When you say "each record"-- i am guessing that is a record from the Student table. What you might do is, for each table that represents a type of person (Students, Parents, whatever else you have) maintain one email field. Then, on the student table, make a calc field, something like DefaultEmail=

Case ( not IsEmpty ( Student::EmailAddress ) , Student::EmailAddress ,

not IsEmpty ( Parent1::EmailAddress ) , Parent1::EmailAddress ,

not IsEmpty ( Parent2::EmailAddress ) , Parent2::EmailAddress )

This or something similar will give you one email address for each record. Alternatively, you could make your calc:

Student::EmailAddress & Case ( not IsEmpty ( Student::EmailAddress ) , ", " ) & Parent1::EmailAddress & Case ( not IsEmpty ( Parent1::EmailAddress ) , ", " ) & Parent2::EmailAddress

This results in a concatenated field with all addresses you may want to use, in a format usable by most email clients ("[email protected], [email protected]").
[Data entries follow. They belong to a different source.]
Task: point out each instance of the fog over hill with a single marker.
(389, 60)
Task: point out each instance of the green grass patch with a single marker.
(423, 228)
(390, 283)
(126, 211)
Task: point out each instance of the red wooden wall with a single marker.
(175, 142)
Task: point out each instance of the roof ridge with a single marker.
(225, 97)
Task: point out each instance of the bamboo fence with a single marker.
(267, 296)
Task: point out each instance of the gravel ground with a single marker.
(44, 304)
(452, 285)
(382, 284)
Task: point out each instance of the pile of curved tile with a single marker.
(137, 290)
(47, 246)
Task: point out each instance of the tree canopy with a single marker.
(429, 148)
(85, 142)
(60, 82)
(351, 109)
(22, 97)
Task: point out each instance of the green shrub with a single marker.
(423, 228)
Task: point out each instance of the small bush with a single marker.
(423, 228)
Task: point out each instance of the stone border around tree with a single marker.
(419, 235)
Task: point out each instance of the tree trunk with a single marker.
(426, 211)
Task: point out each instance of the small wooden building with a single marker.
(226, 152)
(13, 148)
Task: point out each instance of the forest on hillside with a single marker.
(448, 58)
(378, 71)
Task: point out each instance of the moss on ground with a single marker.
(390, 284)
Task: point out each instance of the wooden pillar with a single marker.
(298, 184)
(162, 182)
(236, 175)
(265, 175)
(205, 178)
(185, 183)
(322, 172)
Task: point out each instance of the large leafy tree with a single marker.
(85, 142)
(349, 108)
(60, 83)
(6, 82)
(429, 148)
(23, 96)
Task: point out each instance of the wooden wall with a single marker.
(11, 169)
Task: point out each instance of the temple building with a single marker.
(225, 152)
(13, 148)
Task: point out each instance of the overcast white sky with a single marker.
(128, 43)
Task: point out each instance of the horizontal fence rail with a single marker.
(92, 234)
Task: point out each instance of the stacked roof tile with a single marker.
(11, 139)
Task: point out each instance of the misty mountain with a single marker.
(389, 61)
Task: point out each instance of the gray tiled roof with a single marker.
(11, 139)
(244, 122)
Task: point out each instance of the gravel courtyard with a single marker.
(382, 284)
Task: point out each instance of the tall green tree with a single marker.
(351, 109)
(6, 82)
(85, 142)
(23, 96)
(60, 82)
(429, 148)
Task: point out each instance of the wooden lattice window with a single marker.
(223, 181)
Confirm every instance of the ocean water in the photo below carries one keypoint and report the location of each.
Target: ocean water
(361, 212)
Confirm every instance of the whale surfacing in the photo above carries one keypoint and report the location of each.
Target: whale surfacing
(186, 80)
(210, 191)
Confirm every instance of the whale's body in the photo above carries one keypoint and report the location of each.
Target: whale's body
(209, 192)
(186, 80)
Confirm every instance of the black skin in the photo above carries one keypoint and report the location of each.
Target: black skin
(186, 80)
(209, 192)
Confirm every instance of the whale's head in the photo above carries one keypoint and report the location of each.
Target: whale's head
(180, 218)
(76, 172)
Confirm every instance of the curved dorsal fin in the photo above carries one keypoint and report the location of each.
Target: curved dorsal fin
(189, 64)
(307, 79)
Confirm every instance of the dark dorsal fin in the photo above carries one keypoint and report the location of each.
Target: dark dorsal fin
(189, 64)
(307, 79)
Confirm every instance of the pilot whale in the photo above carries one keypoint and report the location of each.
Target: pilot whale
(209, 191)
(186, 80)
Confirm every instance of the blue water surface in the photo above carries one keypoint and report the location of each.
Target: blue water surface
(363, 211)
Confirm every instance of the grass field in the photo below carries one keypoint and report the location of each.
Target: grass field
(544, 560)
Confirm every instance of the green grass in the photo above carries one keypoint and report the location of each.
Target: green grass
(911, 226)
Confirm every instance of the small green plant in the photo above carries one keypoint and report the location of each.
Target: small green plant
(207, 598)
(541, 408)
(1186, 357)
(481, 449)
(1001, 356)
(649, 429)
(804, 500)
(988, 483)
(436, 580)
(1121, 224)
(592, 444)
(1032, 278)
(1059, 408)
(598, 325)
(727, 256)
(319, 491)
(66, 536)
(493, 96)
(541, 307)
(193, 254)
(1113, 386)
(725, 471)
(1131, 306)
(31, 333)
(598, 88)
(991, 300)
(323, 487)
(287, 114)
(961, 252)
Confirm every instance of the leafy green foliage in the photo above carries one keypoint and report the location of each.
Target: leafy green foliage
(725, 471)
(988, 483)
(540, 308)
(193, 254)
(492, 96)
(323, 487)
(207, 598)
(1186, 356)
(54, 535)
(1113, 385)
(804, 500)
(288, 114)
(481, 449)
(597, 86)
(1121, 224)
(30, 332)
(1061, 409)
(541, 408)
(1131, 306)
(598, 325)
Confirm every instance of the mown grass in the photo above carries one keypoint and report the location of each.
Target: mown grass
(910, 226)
But this still gives you dupe addresses in cases where two students from the same family are in one class. A completely different alternative (which may present other problems, but we'll worry about that later) is to keep parents in the same table as students. Relate PersonTO1::ParentID to PersonTO2::ID to indicate a student's parents. Also, relate PersonTO1::ID to PersonTO2::ParentID to indicate a parent's students.

Now, think of students: you can find an entire class by searching PersonTO1::ClassID (obviously). Then, think of parents: You can find all the parents concerned with a particular class by searching PersonTO2::ClassID (because, remember, PersonTO2 looks at a parent's ID number and returns the related students). Do both those searches at the same time, and you now have a set of all people concerned with a prticular class.

Also notice that you have one email address field.

I wish i could do a screenshot of the relationship graph, but my FM7 machine is currently on strike.